Bontemps also provides a number of imaginative metaphors that allow
students of slavery in the colonial South to conceptualize the
problem of slavery in novel ways.  In Part One, which is entitled
"Spotlights and Shadows," the author repeatedly shows how the
self-image of the colonial gentry was generated by the way these
elites constructed images of their slaves; in effect, the "light"
that elites shone on themselves inevitably cast shadows on those
around them.


While Bontemps provides important insights into the process of
enslavement in the abstract, readers will have some difficulty
following the author's rapid moves across time and space as he
strings multiple primary sources together to make particular points.
Another minor quibble is the fact that the author interprets
numerous visual representations of slaves, arguing that they provide
an important source for understanding the objectification process,
but no reproductions of any of the paintings discussed are included
in the text, so it is difficult for the reader to see exactly how
Bontemps uses the paintings to make his arguments.  (The author does
direct the reader to where these images may be found.)


A more fundamental problem derives from the lack of a clear
geographical and temporal context for the author's unit of analysis.
While Bontemps does occasionally contrast the experience of the
colonial South with the West Indies, it is often unclear what parts
of the enslavement process are operative whenever and wherever the
institution of slavery has existed, and what elements were unique
to, or emphasized in, the colonial South.
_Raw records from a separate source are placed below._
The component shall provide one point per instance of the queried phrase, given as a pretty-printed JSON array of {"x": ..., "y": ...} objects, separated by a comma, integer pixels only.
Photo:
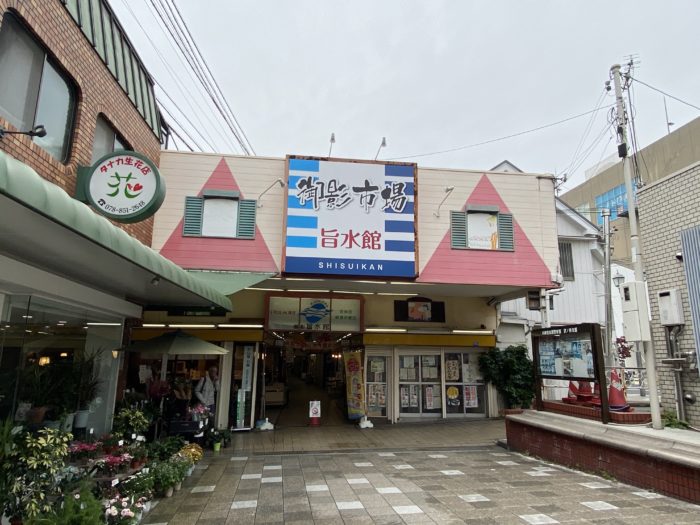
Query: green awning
[
  {"x": 88, "y": 248},
  {"x": 230, "y": 282}
]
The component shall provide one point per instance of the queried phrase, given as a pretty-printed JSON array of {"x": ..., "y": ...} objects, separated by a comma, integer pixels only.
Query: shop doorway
[{"x": 297, "y": 368}]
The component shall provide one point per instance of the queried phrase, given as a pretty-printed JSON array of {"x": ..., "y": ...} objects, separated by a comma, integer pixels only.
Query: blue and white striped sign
[{"x": 350, "y": 218}]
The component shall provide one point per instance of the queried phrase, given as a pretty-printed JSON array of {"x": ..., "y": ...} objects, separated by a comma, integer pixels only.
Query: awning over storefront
[
  {"x": 175, "y": 343},
  {"x": 42, "y": 226},
  {"x": 230, "y": 282}
]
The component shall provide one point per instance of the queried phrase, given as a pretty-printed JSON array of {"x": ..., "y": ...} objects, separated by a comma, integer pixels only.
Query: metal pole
[
  {"x": 650, "y": 357},
  {"x": 607, "y": 340}
]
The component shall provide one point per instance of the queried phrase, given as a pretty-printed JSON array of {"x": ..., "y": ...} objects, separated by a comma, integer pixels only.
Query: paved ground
[{"x": 476, "y": 484}]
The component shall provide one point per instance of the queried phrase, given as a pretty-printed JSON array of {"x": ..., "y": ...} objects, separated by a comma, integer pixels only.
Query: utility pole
[
  {"x": 650, "y": 357},
  {"x": 605, "y": 212}
]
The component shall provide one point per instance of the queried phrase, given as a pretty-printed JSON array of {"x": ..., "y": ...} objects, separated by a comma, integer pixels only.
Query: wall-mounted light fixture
[
  {"x": 448, "y": 191},
  {"x": 38, "y": 131},
  {"x": 278, "y": 181}
]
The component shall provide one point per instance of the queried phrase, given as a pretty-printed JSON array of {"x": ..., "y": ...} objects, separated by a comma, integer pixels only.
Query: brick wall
[
  {"x": 672, "y": 479},
  {"x": 98, "y": 93},
  {"x": 665, "y": 209}
]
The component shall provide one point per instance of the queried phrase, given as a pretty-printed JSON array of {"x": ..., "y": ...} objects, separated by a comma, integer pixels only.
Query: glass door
[
  {"x": 377, "y": 385},
  {"x": 465, "y": 392},
  {"x": 420, "y": 386}
]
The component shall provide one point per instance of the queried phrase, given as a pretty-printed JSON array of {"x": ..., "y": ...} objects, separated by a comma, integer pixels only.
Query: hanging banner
[{"x": 354, "y": 384}]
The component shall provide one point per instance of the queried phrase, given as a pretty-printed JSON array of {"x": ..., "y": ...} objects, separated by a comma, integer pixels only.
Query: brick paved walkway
[{"x": 477, "y": 485}]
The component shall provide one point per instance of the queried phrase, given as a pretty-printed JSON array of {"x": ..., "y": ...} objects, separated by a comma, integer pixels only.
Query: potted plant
[
  {"x": 130, "y": 422},
  {"x": 213, "y": 439},
  {"x": 164, "y": 478},
  {"x": 79, "y": 508},
  {"x": 511, "y": 372},
  {"x": 30, "y": 472},
  {"x": 88, "y": 384}
]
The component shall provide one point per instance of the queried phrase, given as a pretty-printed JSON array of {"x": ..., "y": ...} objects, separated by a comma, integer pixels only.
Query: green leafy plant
[
  {"x": 139, "y": 485},
  {"x": 162, "y": 449},
  {"x": 32, "y": 469},
  {"x": 511, "y": 372},
  {"x": 130, "y": 421},
  {"x": 81, "y": 508},
  {"x": 165, "y": 475},
  {"x": 670, "y": 420}
]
Bontemps displays a thorough and lucid understanding of the
secondary literature on slavery in the colonial South, but it would
have been helpful (to this reader at least) if at some point the
central dynamics of enslavement in the colonial South would have
been compared to the process as it unfolded elsewhere in the
Americas.  In addition, it is surprising that no connection was
attempted between what Bontemps finds for the colonial South, and
the arguments about slavery as a system of personal relationships
that Orlando Patterson made in his comparative study.[3]


Despite this critique, Bontemps has created an imaginative and
challenging work that provides a well-crafted template outlining the
dynamics and psychic consequences of the process of enslavement.
What we need are more studies that try to determine what the content
of this form of acculturation looked like in different times and
places.  It appears very likely that the central problem articulated
here will be the site of rich future investigations.



Notes


[1]. Essential recent works include Michael A. Gomez, _Exchanging
Our Country Marks: The Transformation of African Identities in the
Colonial and Antebellum South_ (Chapel Hill: University of North
Carolina Press, 1998); James Sidbury, _Ploughshares Into Swords:
Race, Rebellion and Identity in Gabriel's Virginia, 1730-1810_ (New
York: Cambridge University Press, 1997); Ira Berlin, _Many Thousands
Gone: The First Two Centuries of Slavery_ (Cambridge: Belknap Press
of Harvard University Press, 1998); and Philip D. Morgan, _Slave
Counterpoint: Black Culture in the Eighteenth-Century Chesapeake and
Lowcountry_ (Chapel Hill:  University of North Carolina Press,
1998).


[2]. For a brief explanation of "Creole," see Berlin, _Many
Thousands Gone_, pp. 381-82.


[3]. Orlando Patterson, _Slavery and Social Death: A Comparative
Study_ (Cambridge: Harvard University Press, 1982).